Refs: https://github.com/ggml-org/llama.cpp/pull/18862#issuecomment-3756330941
* completion : add replying of session state
This commit updates the session handing in the completion tool to handle
the that logits are no longer stored in the session file. Instead, we
need to replay the last token to get the logits for sampling.
* common : add common_prompt_batch_decode function
This commit adds a new function which is responsible for decoding prompt
and optionally handle the saving for session data.
* update save-state.cpp to use llama_state_load_file
This commit updates the save-load-state example to utilize the new
llama_state_load_file function for loading the model state from a file.
And it also replays the last token after loading since this state is now
stored before the last token is processed.
* examples : set n_seq_max = 2 for ctx3
This commit updates the save-load-state example to set the n_seq_max
parameter to 2 when initializing the ctx3 context.

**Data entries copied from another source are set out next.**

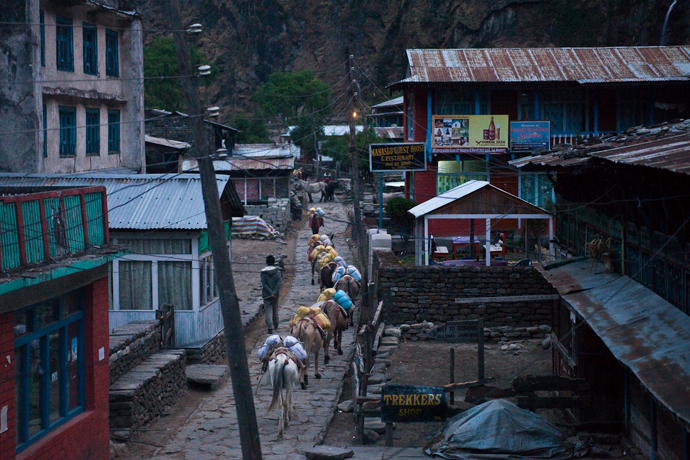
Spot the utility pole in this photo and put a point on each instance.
(232, 320)
(360, 233)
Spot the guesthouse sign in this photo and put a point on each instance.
(410, 403)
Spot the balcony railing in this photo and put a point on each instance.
(49, 226)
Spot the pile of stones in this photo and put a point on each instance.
(149, 391)
(131, 344)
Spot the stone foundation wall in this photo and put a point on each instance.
(131, 344)
(436, 293)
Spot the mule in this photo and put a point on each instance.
(284, 374)
(326, 275)
(352, 288)
(313, 187)
(305, 331)
(335, 332)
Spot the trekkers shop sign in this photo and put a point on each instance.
(406, 156)
(408, 403)
(457, 134)
(527, 136)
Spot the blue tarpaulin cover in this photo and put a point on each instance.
(499, 430)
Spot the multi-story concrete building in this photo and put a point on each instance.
(72, 97)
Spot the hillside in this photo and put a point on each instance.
(250, 39)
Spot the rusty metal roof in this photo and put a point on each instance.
(582, 65)
(671, 153)
(244, 164)
(642, 330)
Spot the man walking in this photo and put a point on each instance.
(270, 283)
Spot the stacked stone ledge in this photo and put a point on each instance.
(148, 391)
(131, 344)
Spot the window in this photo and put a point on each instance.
(49, 355)
(207, 284)
(113, 132)
(90, 49)
(93, 135)
(112, 64)
(454, 173)
(43, 38)
(45, 132)
(68, 131)
(410, 117)
(65, 49)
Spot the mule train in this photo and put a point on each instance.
(288, 360)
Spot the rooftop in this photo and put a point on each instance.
(634, 64)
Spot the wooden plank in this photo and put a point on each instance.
(460, 385)
(379, 334)
(553, 402)
(375, 321)
(506, 299)
(525, 383)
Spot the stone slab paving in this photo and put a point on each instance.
(212, 432)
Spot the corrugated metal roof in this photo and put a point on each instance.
(671, 153)
(460, 192)
(179, 145)
(642, 330)
(140, 201)
(243, 164)
(583, 65)
(266, 150)
(390, 133)
(391, 103)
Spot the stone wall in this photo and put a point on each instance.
(131, 344)
(436, 293)
(276, 213)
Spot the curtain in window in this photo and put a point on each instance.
(135, 286)
(175, 284)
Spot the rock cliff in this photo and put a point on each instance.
(250, 39)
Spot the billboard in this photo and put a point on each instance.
(456, 134)
(404, 156)
(526, 136)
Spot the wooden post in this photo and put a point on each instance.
(389, 435)
(230, 308)
(480, 349)
(452, 375)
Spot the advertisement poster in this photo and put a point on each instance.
(406, 156)
(527, 136)
(456, 134)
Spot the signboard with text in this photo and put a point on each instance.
(405, 156)
(410, 403)
(457, 134)
(527, 136)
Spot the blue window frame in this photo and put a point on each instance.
(49, 357)
(65, 46)
(68, 131)
(45, 132)
(113, 132)
(93, 132)
(90, 49)
(43, 38)
(112, 64)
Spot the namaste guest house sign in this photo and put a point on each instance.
(408, 403)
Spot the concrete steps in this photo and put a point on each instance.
(148, 390)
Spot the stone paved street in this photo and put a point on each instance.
(212, 433)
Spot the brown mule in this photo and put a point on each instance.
(338, 324)
(306, 332)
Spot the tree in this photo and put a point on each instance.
(251, 130)
(160, 60)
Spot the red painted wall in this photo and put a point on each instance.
(87, 436)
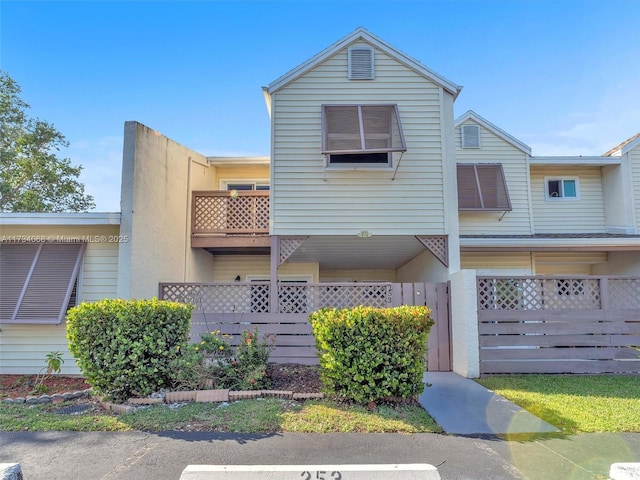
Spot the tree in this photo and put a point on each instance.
(32, 177)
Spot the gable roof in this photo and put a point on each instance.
(471, 115)
(362, 34)
(624, 147)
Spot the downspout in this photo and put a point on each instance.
(187, 219)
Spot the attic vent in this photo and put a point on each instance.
(361, 63)
(470, 136)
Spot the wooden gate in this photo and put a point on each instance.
(234, 307)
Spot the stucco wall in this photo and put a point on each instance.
(158, 176)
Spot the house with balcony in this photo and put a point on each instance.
(374, 193)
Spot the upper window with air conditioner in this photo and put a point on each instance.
(470, 136)
(561, 189)
(482, 186)
(361, 63)
(361, 135)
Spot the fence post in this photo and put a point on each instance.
(464, 324)
(604, 293)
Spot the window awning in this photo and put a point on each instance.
(37, 280)
(352, 129)
(482, 186)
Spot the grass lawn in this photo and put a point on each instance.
(245, 416)
(575, 403)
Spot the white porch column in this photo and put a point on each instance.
(464, 324)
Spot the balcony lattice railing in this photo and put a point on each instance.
(221, 212)
(558, 293)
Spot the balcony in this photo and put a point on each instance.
(223, 222)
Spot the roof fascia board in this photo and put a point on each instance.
(471, 115)
(65, 218)
(594, 161)
(630, 146)
(363, 34)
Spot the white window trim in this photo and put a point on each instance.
(231, 181)
(376, 167)
(549, 198)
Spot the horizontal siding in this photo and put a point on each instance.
(494, 149)
(309, 200)
(100, 272)
(226, 268)
(582, 216)
(23, 348)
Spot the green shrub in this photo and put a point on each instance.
(125, 347)
(214, 363)
(369, 354)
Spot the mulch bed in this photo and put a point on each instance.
(293, 377)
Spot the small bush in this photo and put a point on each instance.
(369, 354)
(213, 363)
(125, 347)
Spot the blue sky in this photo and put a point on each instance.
(562, 76)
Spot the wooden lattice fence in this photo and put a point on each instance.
(559, 324)
(235, 307)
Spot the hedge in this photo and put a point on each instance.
(124, 348)
(371, 354)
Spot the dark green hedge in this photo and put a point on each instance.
(369, 354)
(125, 347)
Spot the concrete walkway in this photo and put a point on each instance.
(464, 407)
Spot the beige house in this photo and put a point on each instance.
(374, 194)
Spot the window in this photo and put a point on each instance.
(482, 186)
(470, 135)
(38, 281)
(361, 63)
(559, 189)
(361, 135)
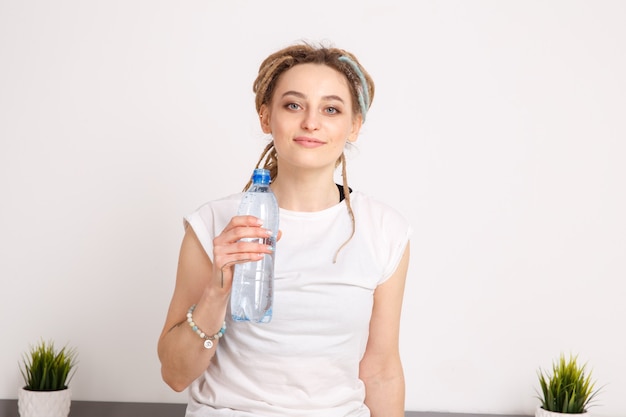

The motivation for this change is that using 1 as n_parallel/n_seq_max
the context only supports one sequence, but the test laster tries to
use a second sequence which results in the following error:
```console
main : loaded state with 4 tokens
main : seq 0 copied, 225760 bytes
main : kv cache cleared
find_slot: seq_id=1 >= n_seq_max=1 Try using a bigger --parallel value
state_read_meta: failed to find available cells in kv cache
```
This seems to only happen for recurrent/hybrid models.